显示没有页面刷新的docx

I am curious to know that is it possible to show a docx file (which is available on server) inside a div without refreshing that page (using google doc viewer API or any other possible way).

Let me clear my requirement:-

HTML+JQUERY code:

  <div class="browse-flie col-md-7">
      <div class="alert alert-danger" style = "display:none;"></div>
    <input type="file" id="uploaddocfile">
    <button name="upload" value="Upload" class="btn EditBtn uplaod_file">Upload</button>
  </div>
  <div id = "myid" style = "height:500px;width:600px;"></div>
 <script src="https://ajax.googleapis.com/ajax/libs/jquery/1.9.1/jquery.min.js"></script>
    <script type="text/javascript">
        $('.uplaod_file').on('click', function() {
          var file_data = $('#uploaddocfile').prop('files')[0];
          var ext = file_data.name.split('.').pop();
          if(ext == 'docx'){
            var form_data = new FormData();     
            form_data.append('file', file_data);                  
            $.ajax({
                    url: 'upload.php', // point to server-side PHP script 
                    dataType: 'text',  // what to expect back from the PHP script, if anything
                    cache: false,
                    contentType: false,
                    processData: false,
                    data: form_data,                         
                    type: 'post',
                    success: function(php_script_response){
                      var response = $.parseJSON(php_script_response);
                      if(response.status == 'error'){
                         $('.alert-danger').css({'display':'block'});
                         $('.alert-danger').html('file upload failed please try again');
                      }
                      if(response.status == 'success'){
                         $('#myid').html("http://docs.google.com/gview?url=http://loalhost:8888/Grade/uploads/IEP Form-1.docx&embedded=true");
                      }
                    }
             });
          }else{
            $('.alert-danger').css({'display':'block'});
            $('.alert-danger').html('file extension must be docx'); return false;
          }
        });
    </script>

PHP code:

<?php

// A list of permitted file extensions
$allowed = array('docx');

//echo "<pre/>";print_r($_FILES); die;

if(isset($_FILES['file']) && $_FILES['file']['error'] == 0){

    $extension = pathinfo($_FILES['file']['name'], PATHINFO_EXTENSION);

    if(!in_array(strtolower($extension), $allowed)){
        echo '{"status":"error"}';
        exit;
    }

    if(move_uploaded_file($_FILES['file']['tmp_name'], 'uploads/'.$_FILES['file']['name'])){
        echo '{"status":"success"}';
        exit;
    }
}

echo '{"status":"error"}';
exit;

Now:

I have simple file upload code through jquery and php (working perfectly fine).
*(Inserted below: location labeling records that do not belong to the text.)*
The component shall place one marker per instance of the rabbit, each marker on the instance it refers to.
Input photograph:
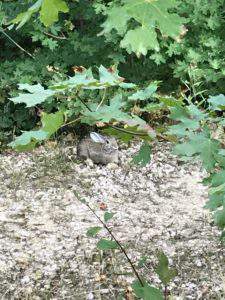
(101, 149)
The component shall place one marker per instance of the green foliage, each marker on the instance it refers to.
(144, 155)
(73, 92)
(146, 292)
(105, 244)
(93, 231)
(148, 16)
(49, 10)
(141, 288)
(197, 137)
(108, 216)
(28, 140)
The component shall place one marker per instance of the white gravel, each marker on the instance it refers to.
(44, 250)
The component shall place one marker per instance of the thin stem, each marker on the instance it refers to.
(15, 43)
(115, 239)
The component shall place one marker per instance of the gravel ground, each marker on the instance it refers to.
(44, 250)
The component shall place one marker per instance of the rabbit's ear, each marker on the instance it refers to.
(97, 138)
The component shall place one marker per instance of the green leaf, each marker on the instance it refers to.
(217, 189)
(104, 244)
(146, 292)
(36, 96)
(217, 102)
(144, 94)
(52, 122)
(209, 149)
(93, 231)
(28, 139)
(144, 155)
(117, 19)
(107, 113)
(109, 78)
(50, 10)
(108, 216)
(165, 273)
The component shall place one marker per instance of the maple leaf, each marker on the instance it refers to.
(150, 15)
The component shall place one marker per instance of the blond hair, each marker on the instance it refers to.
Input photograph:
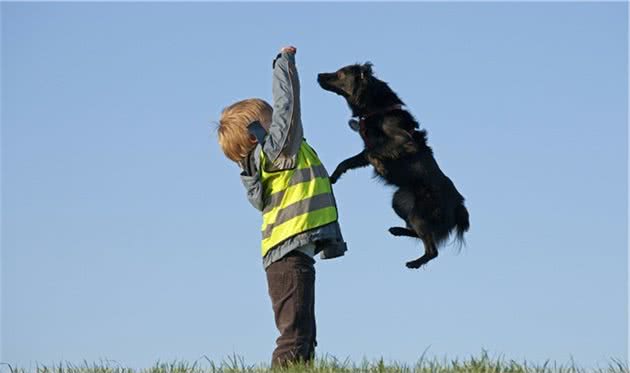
(234, 139)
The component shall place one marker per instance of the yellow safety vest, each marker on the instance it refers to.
(295, 200)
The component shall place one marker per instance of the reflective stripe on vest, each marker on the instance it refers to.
(295, 200)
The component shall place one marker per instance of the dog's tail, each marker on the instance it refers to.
(462, 223)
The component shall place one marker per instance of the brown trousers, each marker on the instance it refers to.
(291, 282)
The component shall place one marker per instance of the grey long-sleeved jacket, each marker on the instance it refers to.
(281, 147)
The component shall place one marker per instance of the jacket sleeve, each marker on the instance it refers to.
(285, 132)
(251, 179)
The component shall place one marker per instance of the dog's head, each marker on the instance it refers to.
(361, 89)
(347, 81)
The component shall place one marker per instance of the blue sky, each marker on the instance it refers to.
(126, 234)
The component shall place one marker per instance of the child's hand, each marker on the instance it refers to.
(290, 49)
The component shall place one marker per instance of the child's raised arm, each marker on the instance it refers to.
(285, 132)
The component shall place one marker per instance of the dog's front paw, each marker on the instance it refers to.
(400, 231)
(334, 177)
(354, 125)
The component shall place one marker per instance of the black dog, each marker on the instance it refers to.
(426, 199)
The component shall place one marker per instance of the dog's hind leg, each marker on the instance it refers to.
(402, 203)
(430, 248)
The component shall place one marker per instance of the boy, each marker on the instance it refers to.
(285, 179)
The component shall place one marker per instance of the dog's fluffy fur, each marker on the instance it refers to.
(426, 198)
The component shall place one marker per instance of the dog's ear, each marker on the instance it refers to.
(366, 70)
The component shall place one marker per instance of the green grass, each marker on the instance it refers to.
(482, 364)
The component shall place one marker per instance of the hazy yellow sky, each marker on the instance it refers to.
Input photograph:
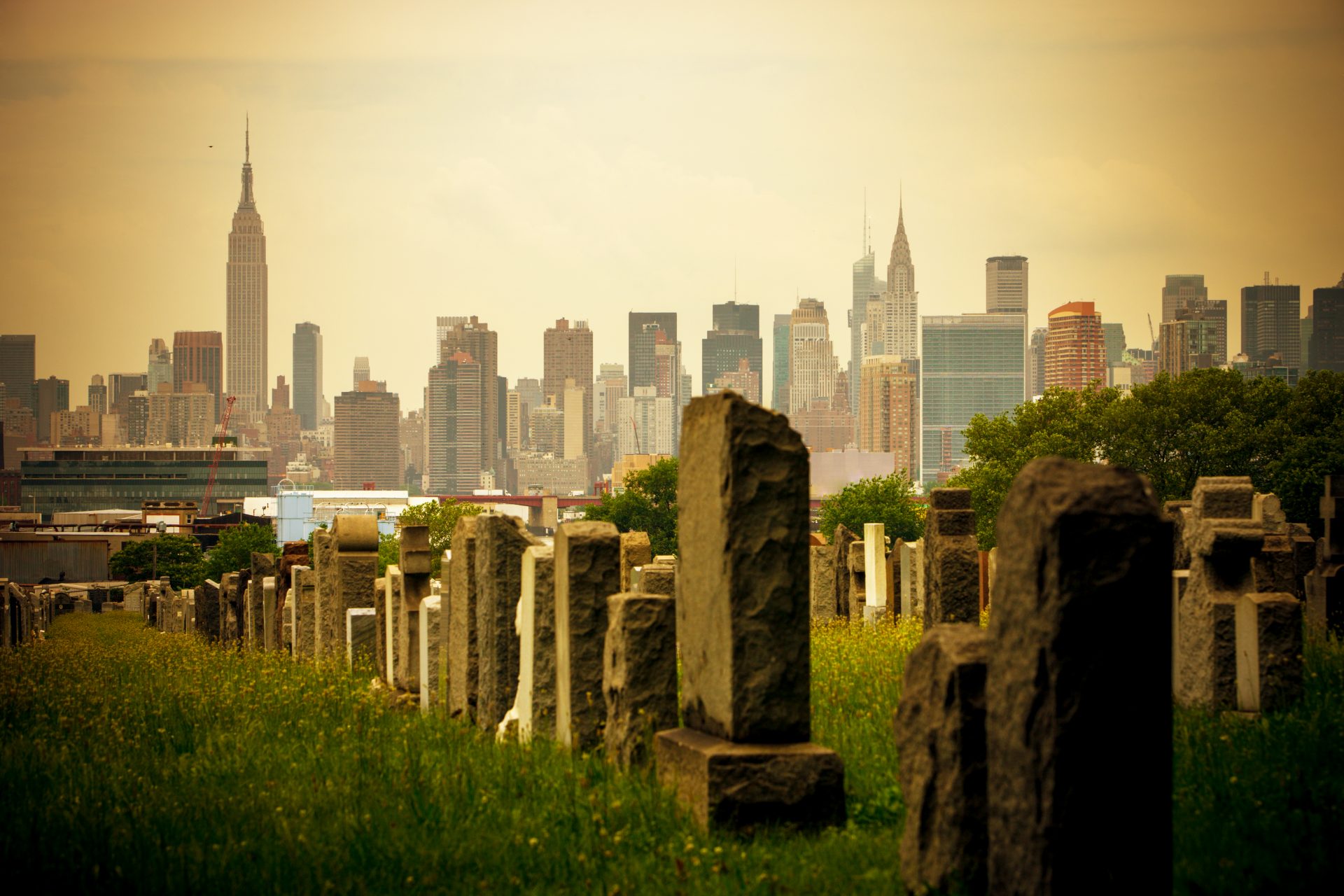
(527, 162)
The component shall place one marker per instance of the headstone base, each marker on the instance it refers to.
(733, 786)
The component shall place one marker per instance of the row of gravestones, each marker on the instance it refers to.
(1003, 734)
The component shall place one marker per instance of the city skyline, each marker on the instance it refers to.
(368, 182)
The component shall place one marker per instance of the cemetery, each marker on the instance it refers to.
(1121, 696)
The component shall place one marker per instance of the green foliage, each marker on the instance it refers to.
(235, 547)
(886, 498)
(176, 556)
(441, 519)
(648, 504)
(1172, 430)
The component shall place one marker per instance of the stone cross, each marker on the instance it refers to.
(588, 571)
(742, 617)
(953, 561)
(1078, 540)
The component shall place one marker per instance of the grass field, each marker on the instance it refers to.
(134, 761)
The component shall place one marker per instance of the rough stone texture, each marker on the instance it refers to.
(638, 673)
(1221, 551)
(588, 571)
(823, 582)
(940, 731)
(414, 564)
(537, 645)
(840, 542)
(360, 634)
(1066, 685)
(1269, 652)
(500, 542)
(429, 634)
(738, 786)
(327, 636)
(857, 573)
(953, 559)
(636, 551)
(743, 609)
(461, 621)
(207, 610)
(659, 578)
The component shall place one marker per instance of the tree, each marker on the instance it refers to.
(441, 519)
(235, 547)
(176, 556)
(881, 498)
(648, 504)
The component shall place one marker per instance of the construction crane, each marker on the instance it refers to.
(219, 449)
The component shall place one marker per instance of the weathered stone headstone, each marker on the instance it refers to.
(636, 551)
(360, 634)
(429, 636)
(536, 700)
(638, 673)
(952, 559)
(743, 757)
(1269, 652)
(1222, 538)
(461, 621)
(500, 542)
(940, 729)
(823, 582)
(1078, 540)
(588, 571)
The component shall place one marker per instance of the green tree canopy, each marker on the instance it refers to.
(881, 498)
(441, 519)
(648, 504)
(176, 556)
(235, 547)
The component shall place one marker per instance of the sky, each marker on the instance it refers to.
(526, 162)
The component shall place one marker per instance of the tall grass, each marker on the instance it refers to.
(134, 761)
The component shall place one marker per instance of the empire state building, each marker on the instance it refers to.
(245, 290)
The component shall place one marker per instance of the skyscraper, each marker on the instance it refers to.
(160, 365)
(780, 398)
(1006, 285)
(454, 421)
(18, 365)
(248, 304)
(568, 355)
(1075, 347)
(1270, 316)
(308, 374)
(889, 410)
(1328, 332)
(198, 356)
(736, 336)
(475, 337)
(812, 362)
(641, 343)
(972, 365)
(369, 445)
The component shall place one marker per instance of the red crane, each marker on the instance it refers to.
(219, 449)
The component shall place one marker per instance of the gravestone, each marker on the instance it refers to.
(940, 731)
(952, 559)
(428, 641)
(500, 542)
(1078, 540)
(638, 673)
(588, 571)
(743, 757)
(536, 699)
(636, 551)
(1269, 652)
(1222, 538)
(461, 621)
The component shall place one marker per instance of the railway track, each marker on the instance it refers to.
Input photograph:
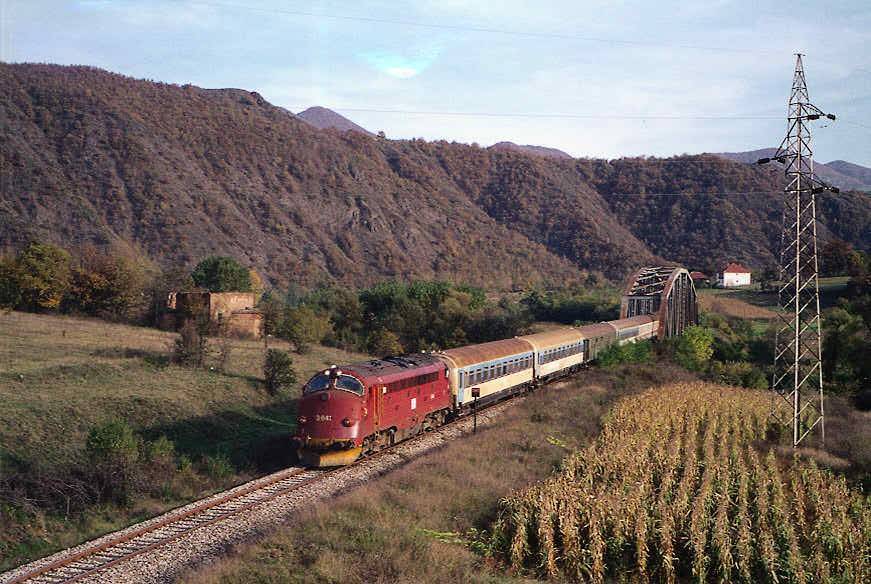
(291, 489)
(105, 553)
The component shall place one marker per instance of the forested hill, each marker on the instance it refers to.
(179, 172)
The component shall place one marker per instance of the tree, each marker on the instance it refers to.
(837, 257)
(384, 343)
(10, 289)
(44, 276)
(105, 285)
(222, 274)
(694, 348)
(256, 283)
(278, 371)
(303, 327)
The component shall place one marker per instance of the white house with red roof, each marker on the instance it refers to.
(733, 275)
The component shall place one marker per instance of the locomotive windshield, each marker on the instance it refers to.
(323, 381)
(349, 383)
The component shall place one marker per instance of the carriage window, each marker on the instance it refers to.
(349, 383)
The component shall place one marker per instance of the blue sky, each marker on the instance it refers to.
(606, 64)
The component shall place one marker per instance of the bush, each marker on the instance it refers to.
(278, 371)
(222, 274)
(113, 451)
(638, 352)
(159, 466)
(302, 326)
(218, 466)
(694, 348)
(190, 346)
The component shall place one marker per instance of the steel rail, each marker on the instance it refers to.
(50, 570)
(168, 521)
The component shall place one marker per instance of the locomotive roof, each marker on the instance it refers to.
(480, 353)
(559, 336)
(632, 321)
(390, 366)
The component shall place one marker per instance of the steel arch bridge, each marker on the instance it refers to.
(665, 291)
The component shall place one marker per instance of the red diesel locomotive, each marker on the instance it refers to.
(346, 411)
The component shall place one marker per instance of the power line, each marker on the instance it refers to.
(559, 115)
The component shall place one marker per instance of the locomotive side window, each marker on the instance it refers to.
(317, 383)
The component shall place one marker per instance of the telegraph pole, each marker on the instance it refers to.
(798, 373)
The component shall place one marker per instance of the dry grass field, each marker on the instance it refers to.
(728, 305)
(425, 522)
(676, 488)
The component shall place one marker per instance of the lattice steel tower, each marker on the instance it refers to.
(798, 374)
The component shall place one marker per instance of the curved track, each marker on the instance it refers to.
(107, 552)
(96, 559)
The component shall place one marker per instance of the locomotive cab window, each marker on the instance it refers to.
(349, 383)
(319, 382)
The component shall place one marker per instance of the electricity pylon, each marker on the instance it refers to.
(798, 373)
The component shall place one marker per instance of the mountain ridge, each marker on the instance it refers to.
(839, 173)
(180, 172)
(324, 118)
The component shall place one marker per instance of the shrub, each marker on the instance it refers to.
(159, 466)
(739, 373)
(218, 466)
(638, 352)
(303, 326)
(190, 346)
(222, 274)
(694, 348)
(383, 343)
(278, 371)
(113, 451)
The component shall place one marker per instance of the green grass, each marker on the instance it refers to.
(60, 376)
(424, 522)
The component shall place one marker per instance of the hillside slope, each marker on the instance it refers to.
(179, 172)
(182, 173)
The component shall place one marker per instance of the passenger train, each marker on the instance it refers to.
(352, 410)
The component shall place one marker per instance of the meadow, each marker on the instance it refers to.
(61, 376)
(428, 521)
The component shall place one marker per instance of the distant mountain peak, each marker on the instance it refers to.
(839, 173)
(323, 118)
(532, 150)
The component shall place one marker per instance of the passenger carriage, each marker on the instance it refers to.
(637, 328)
(558, 352)
(497, 369)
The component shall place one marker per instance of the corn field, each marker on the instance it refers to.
(674, 490)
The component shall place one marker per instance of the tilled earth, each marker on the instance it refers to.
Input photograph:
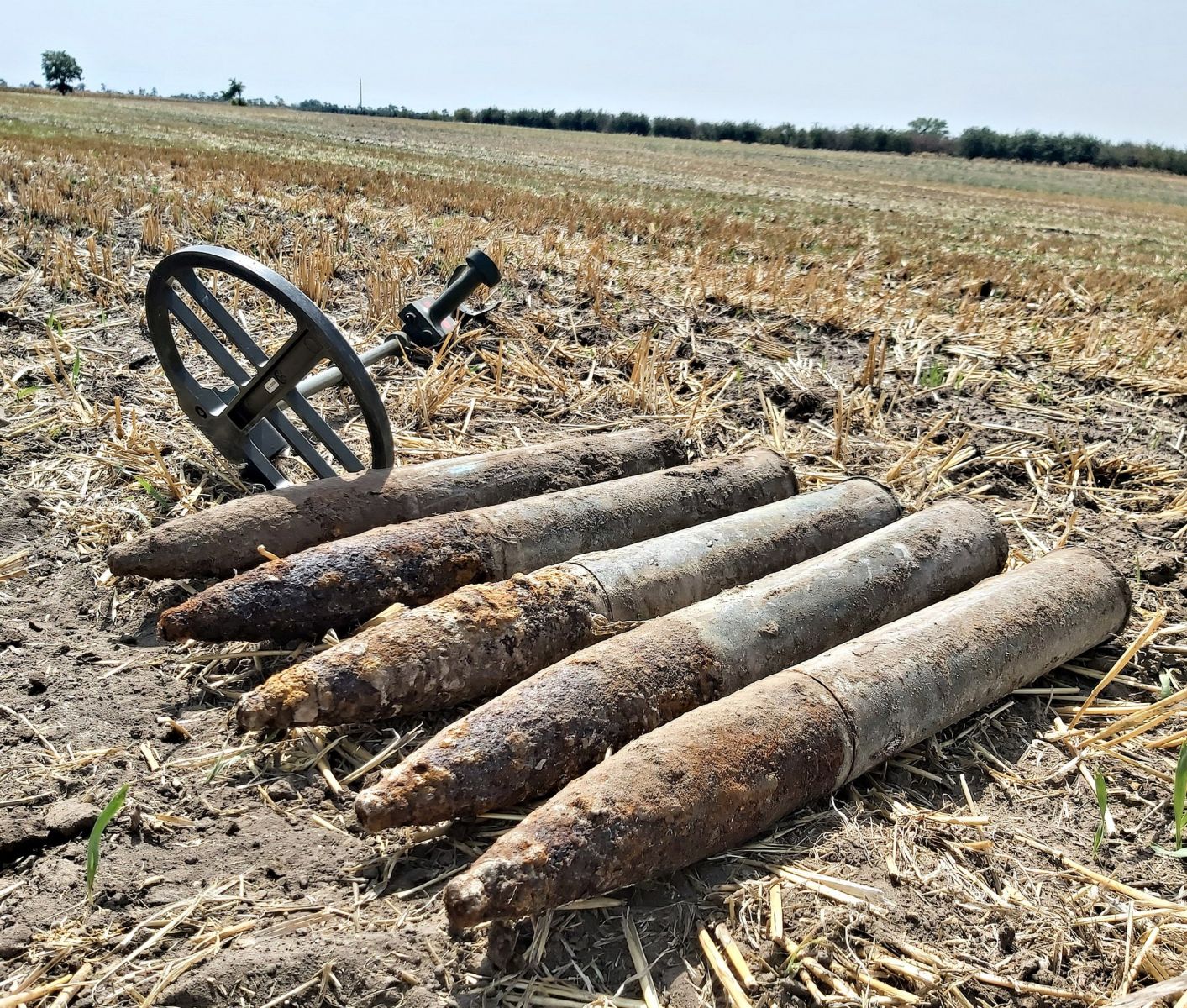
(236, 874)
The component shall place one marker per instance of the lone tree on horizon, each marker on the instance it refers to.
(60, 71)
(234, 92)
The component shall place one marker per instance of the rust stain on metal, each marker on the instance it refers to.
(627, 819)
(327, 585)
(558, 723)
(721, 774)
(462, 646)
(342, 583)
(482, 639)
(223, 539)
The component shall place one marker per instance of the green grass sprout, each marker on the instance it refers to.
(97, 833)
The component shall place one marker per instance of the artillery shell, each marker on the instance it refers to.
(485, 638)
(552, 727)
(223, 539)
(339, 585)
(718, 775)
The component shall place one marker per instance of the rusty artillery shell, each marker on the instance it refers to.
(223, 539)
(552, 727)
(485, 638)
(337, 585)
(721, 774)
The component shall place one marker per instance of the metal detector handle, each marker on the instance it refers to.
(428, 322)
(480, 270)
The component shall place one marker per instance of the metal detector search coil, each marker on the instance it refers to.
(247, 421)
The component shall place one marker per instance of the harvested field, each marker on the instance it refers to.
(1006, 333)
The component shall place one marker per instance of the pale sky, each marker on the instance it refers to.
(1116, 69)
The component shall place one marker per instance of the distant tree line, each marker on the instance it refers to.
(924, 134)
(920, 135)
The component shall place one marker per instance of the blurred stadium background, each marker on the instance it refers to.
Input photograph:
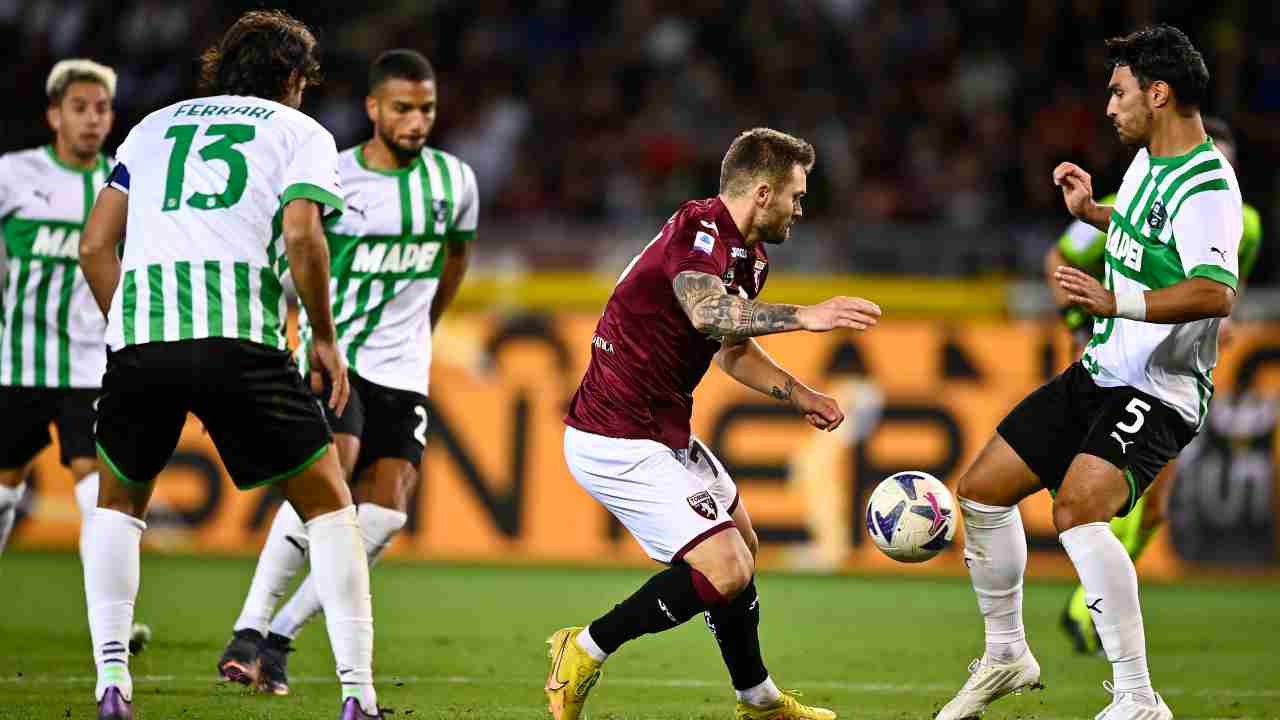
(936, 123)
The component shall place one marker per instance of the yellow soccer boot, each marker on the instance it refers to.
(572, 674)
(786, 709)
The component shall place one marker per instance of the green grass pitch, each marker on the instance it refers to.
(467, 642)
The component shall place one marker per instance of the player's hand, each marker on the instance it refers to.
(821, 410)
(839, 313)
(1086, 291)
(1077, 188)
(325, 360)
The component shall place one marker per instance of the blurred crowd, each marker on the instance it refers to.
(947, 113)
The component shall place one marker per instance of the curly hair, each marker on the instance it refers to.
(1162, 53)
(259, 54)
(762, 153)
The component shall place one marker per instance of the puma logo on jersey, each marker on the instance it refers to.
(1125, 249)
(1124, 446)
(56, 242)
(394, 258)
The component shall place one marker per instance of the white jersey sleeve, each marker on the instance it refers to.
(312, 172)
(1207, 229)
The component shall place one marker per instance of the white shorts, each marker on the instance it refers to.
(668, 500)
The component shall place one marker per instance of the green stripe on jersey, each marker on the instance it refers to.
(64, 333)
(155, 299)
(243, 324)
(214, 297)
(129, 306)
(46, 278)
(182, 268)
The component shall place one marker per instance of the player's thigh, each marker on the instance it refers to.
(27, 413)
(703, 463)
(388, 482)
(1133, 437)
(141, 410)
(394, 428)
(74, 422)
(260, 414)
(1033, 445)
(348, 427)
(666, 507)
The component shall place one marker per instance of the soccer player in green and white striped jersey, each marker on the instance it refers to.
(1097, 434)
(398, 255)
(51, 352)
(1084, 247)
(214, 194)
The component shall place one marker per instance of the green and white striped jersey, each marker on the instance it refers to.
(208, 181)
(1174, 218)
(387, 255)
(50, 327)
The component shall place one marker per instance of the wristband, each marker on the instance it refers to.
(1132, 305)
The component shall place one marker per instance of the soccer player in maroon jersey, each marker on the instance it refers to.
(689, 297)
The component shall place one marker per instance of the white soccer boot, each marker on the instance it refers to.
(1128, 706)
(990, 682)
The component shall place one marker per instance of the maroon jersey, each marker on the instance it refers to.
(647, 358)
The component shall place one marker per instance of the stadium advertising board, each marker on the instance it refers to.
(918, 396)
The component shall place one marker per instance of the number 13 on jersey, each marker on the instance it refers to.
(223, 149)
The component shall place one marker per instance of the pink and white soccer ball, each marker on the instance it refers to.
(912, 516)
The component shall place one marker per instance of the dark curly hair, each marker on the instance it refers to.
(259, 54)
(763, 153)
(1162, 53)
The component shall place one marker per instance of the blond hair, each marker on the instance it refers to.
(78, 69)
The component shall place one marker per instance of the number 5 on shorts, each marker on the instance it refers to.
(1137, 409)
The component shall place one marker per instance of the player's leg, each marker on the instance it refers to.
(1106, 479)
(269, 428)
(138, 401)
(27, 411)
(282, 556)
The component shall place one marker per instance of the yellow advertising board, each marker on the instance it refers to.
(919, 395)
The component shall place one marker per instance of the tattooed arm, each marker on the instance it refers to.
(744, 360)
(720, 314)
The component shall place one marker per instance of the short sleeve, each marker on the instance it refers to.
(1207, 229)
(312, 172)
(7, 195)
(694, 246)
(467, 208)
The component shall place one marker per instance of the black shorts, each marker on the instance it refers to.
(1070, 414)
(389, 422)
(263, 419)
(27, 413)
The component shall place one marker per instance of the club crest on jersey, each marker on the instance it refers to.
(704, 242)
(1157, 217)
(703, 504)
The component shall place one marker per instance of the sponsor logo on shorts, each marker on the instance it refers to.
(703, 504)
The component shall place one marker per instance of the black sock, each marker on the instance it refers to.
(736, 628)
(667, 600)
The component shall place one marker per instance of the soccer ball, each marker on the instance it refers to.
(912, 516)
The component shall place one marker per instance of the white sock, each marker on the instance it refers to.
(378, 527)
(86, 497)
(996, 554)
(760, 696)
(112, 577)
(1111, 591)
(282, 557)
(9, 500)
(589, 646)
(339, 572)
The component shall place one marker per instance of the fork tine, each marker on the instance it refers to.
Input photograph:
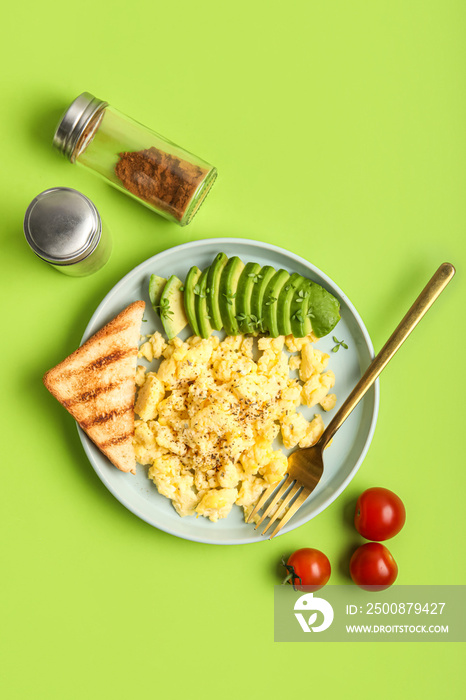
(289, 497)
(265, 496)
(293, 508)
(277, 496)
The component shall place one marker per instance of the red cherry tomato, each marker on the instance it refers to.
(372, 567)
(308, 567)
(380, 514)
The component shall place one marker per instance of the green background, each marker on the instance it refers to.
(338, 130)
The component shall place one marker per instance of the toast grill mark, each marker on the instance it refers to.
(114, 356)
(104, 417)
(99, 363)
(88, 395)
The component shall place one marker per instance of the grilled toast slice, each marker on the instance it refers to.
(96, 384)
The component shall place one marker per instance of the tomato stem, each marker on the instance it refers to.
(292, 575)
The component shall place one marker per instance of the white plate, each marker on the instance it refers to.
(342, 458)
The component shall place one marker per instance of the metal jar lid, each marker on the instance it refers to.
(62, 226)
(73, 124)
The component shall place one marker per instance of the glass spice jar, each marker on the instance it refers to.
(135, 159)
(63, 227)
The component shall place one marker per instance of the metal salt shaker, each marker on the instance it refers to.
(64, 228)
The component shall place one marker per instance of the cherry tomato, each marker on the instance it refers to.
(308, 567)
(380, 514)
(372, 567)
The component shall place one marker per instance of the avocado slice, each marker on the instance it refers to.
(284, 303)
(299, 319)
(313, 309)
(172, 311)
(192, 279)
(249, 277)
(212, 291)
(156, 285)
(258, 291)
(200, 304)
(269, 302)
(324, 310)
(227, 294)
Now what I want is, after upload file when it comes success as a response then I want to show a doc file using API to my <div id = "myid" style = "height:500px;width:600px;"></div> (without refresh)

So what I tried:

$('#myid').html("http://docs.google.com/gview?url=http://loalhost:8888/Grade/uploads/IEP Form-1.docx&embedded=true");

(link changed for security reason but docx is available on server and I am able to open it directly)

But obviously it's not going to work.

So how can I do that?

Normally you'd do :

if(response.status == 'success'){
     $('#myid').load("http://docs.google.com/gview?url=http://loalhost:8888/Grade/uploads/IEP Form-1.docx&embedded=true");
}

Instead of .html (which does something else).

However it's unlikely to work because the document you are accessing is not one that is managed by GoogleDocs (there may be cross-origin issues), so make sure you're allowing remote requests from Google to be made.

Instead you could try

if(response.status == 'success'){
    $('#myid').html("<iframe src=\"http://docs.google.com/gview?url=http://loalhost:8888/Grade/uploads/IEP Form-1.docx&embedded=true\"></iframe>");
}

In case Google allows embedding of gview in iframes (though they may not).